Learning outcomes (after completion of the course the student should be able to)
Explain the basic properties of both high Tc and low Tc superconductors.
Apply Londons equations to superconductors to explain their electromagnetic properties.
Describe thermodynamic properties of superconductors. With the help of Ginzburg Landau theory describe different lengthscales such as the penetration depth and the coherence length, and explain the differences between type I and type II superconductors.
Account for the basic ideas of the BCS theory, like Cooper-pairing, energy gap and the density of states for excitations.
Describe the phase diagrams for both helium-3 and helium-4.
Describe how Bose-Einstein condensation comes about.
Describe superfluid phenomena such as, rollin film, the fountain effect and second sound.
Describe different cooling methods which are used both above and below 1 Kelvin.
Explain physical properties of different materials at low temperature.
The course may be considered as an application of courses in quantum physics, solid state physics, electrodynamics and thermodynamics.
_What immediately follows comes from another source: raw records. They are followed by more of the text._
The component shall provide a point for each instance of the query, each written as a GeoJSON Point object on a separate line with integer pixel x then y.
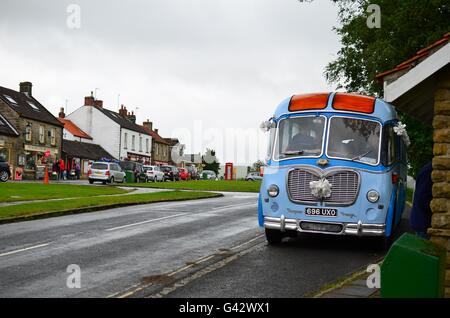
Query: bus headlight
{"type": "Point", "coordinates": [273, 190]}
{"type": "Point", "coordinates": [373, 196]}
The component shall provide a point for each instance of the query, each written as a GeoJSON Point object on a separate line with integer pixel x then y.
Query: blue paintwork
{"type": "Point", "coordinates": [378, 177]}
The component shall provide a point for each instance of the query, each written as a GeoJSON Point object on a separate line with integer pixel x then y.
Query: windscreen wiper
{"type": "Point", "coordinates": [293, 152]}
{"type": "Point", "coordinates": [362, 155]}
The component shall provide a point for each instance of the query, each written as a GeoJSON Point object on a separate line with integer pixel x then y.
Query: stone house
{"type": "Point", "coordinates": [39, 132]}
{"type": "Point", "coordinates": [420, 87]}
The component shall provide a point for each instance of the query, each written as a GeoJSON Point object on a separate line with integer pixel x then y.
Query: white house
{"type": "Point", "coordinates": [117, 133]}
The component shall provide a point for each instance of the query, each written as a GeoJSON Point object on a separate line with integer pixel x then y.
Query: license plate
{"type": "Point", "coordinates": [321, 212]}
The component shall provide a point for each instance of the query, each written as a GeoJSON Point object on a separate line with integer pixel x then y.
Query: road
{"type": "Point", "coordinates": [204, 248]}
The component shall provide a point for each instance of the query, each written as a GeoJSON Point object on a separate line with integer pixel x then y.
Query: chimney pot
{"type": "Point", "coordinates": [61, 113]}
{"type": "Point", "coordinates": [26, 87]}
{"type": "Point", "coordinates": [89, 101]}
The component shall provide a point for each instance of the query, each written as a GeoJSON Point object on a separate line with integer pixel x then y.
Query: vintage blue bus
{"type": "Point", "coordinates": [336, 164]}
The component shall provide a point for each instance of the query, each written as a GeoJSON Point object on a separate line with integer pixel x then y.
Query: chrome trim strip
{"type": "Point", "coordinates": [300, 157]}
{"type": "Point", "coordinates": [358, 229]}
{"type": "Point", "coordinates": [321, 174]}
{"type": "Point", "coordinates": [348, 159]}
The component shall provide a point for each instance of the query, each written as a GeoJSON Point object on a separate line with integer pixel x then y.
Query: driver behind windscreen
{"type": "Point", "coordinates": [307, 138]}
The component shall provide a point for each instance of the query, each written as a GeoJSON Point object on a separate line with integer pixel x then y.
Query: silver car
{"type": "Point", "coordinates": [154, 173]}
{"type": "Point", "coordinates": [106, 172]}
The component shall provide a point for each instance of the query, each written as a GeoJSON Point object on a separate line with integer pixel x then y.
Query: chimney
{"type": "Point", "coordinates": [123, 111]}
{"type": "Point", "coordinates": [89, 100]}
{"type": "Point", "coordinates": [148, 124]}
{"type": "Point", "coordinates": [132, 117]}
{"type": "Point", "coordinates": [61, 113]}
{"type": "Point", "coordinates": [25, 87]}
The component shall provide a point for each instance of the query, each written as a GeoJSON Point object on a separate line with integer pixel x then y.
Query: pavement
{"type": "Point", "coordinates": [203, 248]}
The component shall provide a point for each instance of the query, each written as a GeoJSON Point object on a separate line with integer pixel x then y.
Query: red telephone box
{"type": "Point", "coordinates": [228, 171]}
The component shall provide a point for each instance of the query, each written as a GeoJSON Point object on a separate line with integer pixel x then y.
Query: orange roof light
{"type": "Point", "coordinates": [354, 102]}
{"type": "Point", "coordinates": [308, 101]}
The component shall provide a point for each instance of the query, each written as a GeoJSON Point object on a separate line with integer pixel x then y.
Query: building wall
{"type": "Point", "coordinates": [68, 136]}
{"type": "Point", "coordinates": [20, 147]}
{"type": "Point", "coordinates": [160, 152]}
{"type": "Point", "coordinates": [128, 147]}
{"type": "Point", "coordinates": [103, 130]}
{"type": "Point", "coordinates": [440, 204]}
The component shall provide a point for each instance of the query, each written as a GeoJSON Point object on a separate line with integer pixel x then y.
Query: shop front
{"type": "Point", "coordinates": [146, 160]}
{"type": "Point", "coordinates": [34, 160]}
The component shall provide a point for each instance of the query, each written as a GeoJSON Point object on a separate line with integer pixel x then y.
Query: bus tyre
{"type": "Point", "coordinates": [273, 237]}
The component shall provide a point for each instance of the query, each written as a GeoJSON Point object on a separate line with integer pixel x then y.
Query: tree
{"type": "Point", "coordinates": [406, 27]}
{"type": "Point", "coordinates": [210, 161]}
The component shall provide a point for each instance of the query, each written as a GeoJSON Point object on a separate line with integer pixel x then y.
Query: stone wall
{"type": "Point", "coordinates": [440, 204]}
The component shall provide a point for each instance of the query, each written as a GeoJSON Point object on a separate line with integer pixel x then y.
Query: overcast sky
{"type": "Point", "coordinates": [190, 66]}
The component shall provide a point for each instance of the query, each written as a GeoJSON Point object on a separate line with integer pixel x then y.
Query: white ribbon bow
{"type": "Point", "coordinates": [400, 130]}
{"type": "Point", "coordinates": [321, 189]}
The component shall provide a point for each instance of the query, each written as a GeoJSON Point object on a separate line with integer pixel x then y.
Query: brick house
{"type": "Point", "coordinates": [116, 132]}
{"type": "Point", "coordinates": [39, 131]}
{"type": "Point", "coordinates": [160, 147]}
{"type": "Point", "coordinates": [420, 87]}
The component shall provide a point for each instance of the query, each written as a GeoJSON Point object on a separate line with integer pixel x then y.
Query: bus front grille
{"type": "Point", "coordinates": [345, 186]}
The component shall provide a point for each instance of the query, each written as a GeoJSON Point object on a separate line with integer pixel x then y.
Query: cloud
{"type": "Point", "coordinates": [227, 63]}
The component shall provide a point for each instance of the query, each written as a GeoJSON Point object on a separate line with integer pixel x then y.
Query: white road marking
{"type": "Point", "coordinates": [24, 249]}
{"type": "Point", "coordinates": [145, 222]}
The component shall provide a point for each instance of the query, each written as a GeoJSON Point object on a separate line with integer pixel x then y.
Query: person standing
{"type": "Point", "coordinates": [420, 219]}
{"type": "Point", "coordinates": [77, 170]}
{"type": "Point", "coordinates": [62, 168]}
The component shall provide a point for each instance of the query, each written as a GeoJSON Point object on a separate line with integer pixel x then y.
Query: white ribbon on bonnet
{"type": "Point", "coordinates": [400, 130]}
{"type": "Point", "coordinates": [320, 189]}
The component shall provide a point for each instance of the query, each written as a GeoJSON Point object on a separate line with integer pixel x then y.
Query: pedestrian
{"type": "Point", "coordinates": [58, 171]}
{"type": "Point", "coordinates": [420, 219]}
{"type": "Point", "coordinates": [77, 171]}
{"type": "Point", "coordinates": [62, 168]}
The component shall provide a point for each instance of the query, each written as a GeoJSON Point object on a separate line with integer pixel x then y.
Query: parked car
{"type": "Point", "coordinates": [4, 170]}
{"type": "Point", "coordinates": [136, 168]}
{"type": "Point", "coordinates": [106, 172]}
{"type": "Point", "coordinates": [253, 176]}
{"type": "Point", "coordinates": [209, 175]}
{"type": "Point", "coordinates": [184, 174]}
{"type": "Point", "coordinates": [154, 173]}
{"type": "Point", "coordinates": [193, 172]}
{"type": "Point", "coordinates": [171, 173]}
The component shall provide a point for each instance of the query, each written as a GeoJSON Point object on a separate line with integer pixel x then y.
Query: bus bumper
{"type": "Point", "coordinates": [336, 228]}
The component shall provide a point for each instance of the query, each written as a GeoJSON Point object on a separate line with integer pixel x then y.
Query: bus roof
{"type": "Point", "coordinates": [337, 103]}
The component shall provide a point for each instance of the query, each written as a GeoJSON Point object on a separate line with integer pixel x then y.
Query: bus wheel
{"type": "Point", "coordinates": [273, 237]}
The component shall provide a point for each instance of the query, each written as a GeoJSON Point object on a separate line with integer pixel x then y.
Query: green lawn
{"type": "Point", "coordinates": [61, 206]}
{"type": "Point", "coordinates": [208, 185]}
{"type": "Point", "coordinates": [11, 191]}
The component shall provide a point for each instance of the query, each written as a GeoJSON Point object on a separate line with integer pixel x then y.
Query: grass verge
{"type": "Point", "coordinates": [207, 185]}
{"type": "Point", "coordinates": [34, 210]}
{"type": "Point", "coordinates": [13, 192]}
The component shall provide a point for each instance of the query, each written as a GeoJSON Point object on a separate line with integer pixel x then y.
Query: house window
{"type": "Point", "coordinates": [53, 136]}
{"type": "Point", "coordinates": [41, 134]}
{"type": "Point", "coordinates": [28, 132]}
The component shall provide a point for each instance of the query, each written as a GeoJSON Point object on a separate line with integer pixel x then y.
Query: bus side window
{"type": "Point", "coordinates": [390, 146]}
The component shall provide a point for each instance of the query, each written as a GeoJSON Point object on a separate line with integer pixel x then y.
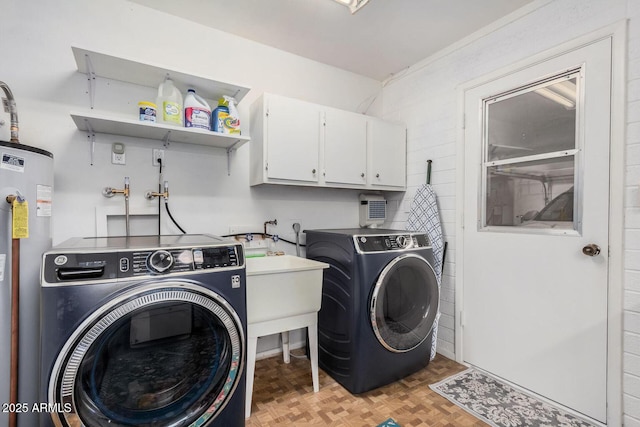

The course has three parts:
Basic properties of superconductors, thermodynamics, superconductors in magnetic fields
The London equations, electromagnetic properties, penetration depth
Ginzburg-Landau theory, coherence length, type I and type II superconductors
BCS theory, second quantization, Cooper-pairing, energy gap
Tunneling, Josephson effects and SIS tunneling
High Tc superconductors, structure, d-wave symmetry, phase diagram,
Overview of applications, squids, microwave devices, power applications
Properties of liquid helium-4, the phase diagram, superfluidity
Superfluid phenomena, rollin film, fountain effect, second sound
Exitations and vortecies in superfluids
Properties of liquid helium-3, the phase diagra, superfluidity
Symmetry properties of superfluid helium-3
Themal and electrical properties for different materials at low temperature
Cooling methods above 1K, Joule-Tomphson, Gifford-McMahon, evaporation cooling
Liquefication of helium
Cooling methods below 1K, dilution refrigeration, adiabatic demagnetisation, Pomerantchuck cooling
The course embraces lectures (about 32 hours), two laborations (Josephson effect, and superfluid helium)and home exercises.
J.R. Waldram: Superconductivity of metals and cuprates
(Institute of Physics Publ., Bristol, 1996, pbk)
The course ends with a written exam. There is a laboratory part that must be taken.